Si vous suivez le lien relatif au conseil d’administration de l’OFPRA, vous trouverez ladite liste sous la forme d’un fichier PDF. Juridiquement, son existence est plus complexe.


Un projecteur du décor factice tombe devant Truman, lui donnant un nouvel indice sur la supercherie qui le concerne, extrait du film The Truman Show de Peter Weir


En premier lieu, en tant que délibération d’un conseil d’administration d’un établissement public, elle correspond à un acte administratif unilatéral, de portée réglementaire (c’est-à-dire que dans la hiérarchie juridique, ces délibérations se situent en-dessous des lois).
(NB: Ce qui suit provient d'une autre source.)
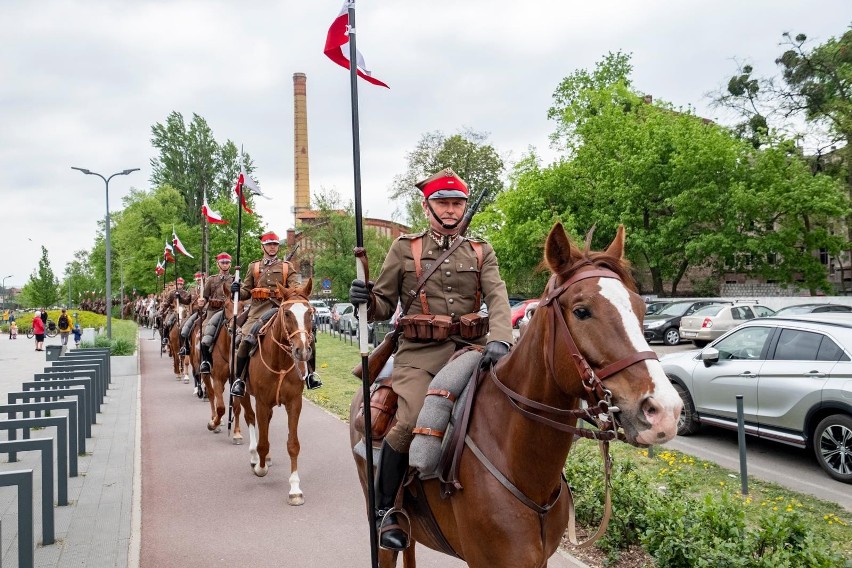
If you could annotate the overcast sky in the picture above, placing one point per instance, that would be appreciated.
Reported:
(82, 82)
Rien de révolutionnaire pour les publicistes, ni même pour le commun des juristes. Cependant, cela emporte comme conséquence que cette délibération peut être contestée devant la juridiction administrative, plus précisément devant le Conseil d’Etat en raison de la compétence nationale de l’OFPRA et du fait qu’il s’agit d’un établissement public qui relève administrativement de la tutelle du Ministre de l’Intérieur[1][2].


La procédure contentieuse de contestation de la liste peut être déclenchée lorsque les parties intéressées mentionnées à l’article L. 531-25 du CESEDA se voient opposer une décision de refus de modification de la liste des pays sûrs. Il s’agit de la liaison du contentieux et du recours en excès de pouvoir, une action contentieuses en exception contre les décisions illégales.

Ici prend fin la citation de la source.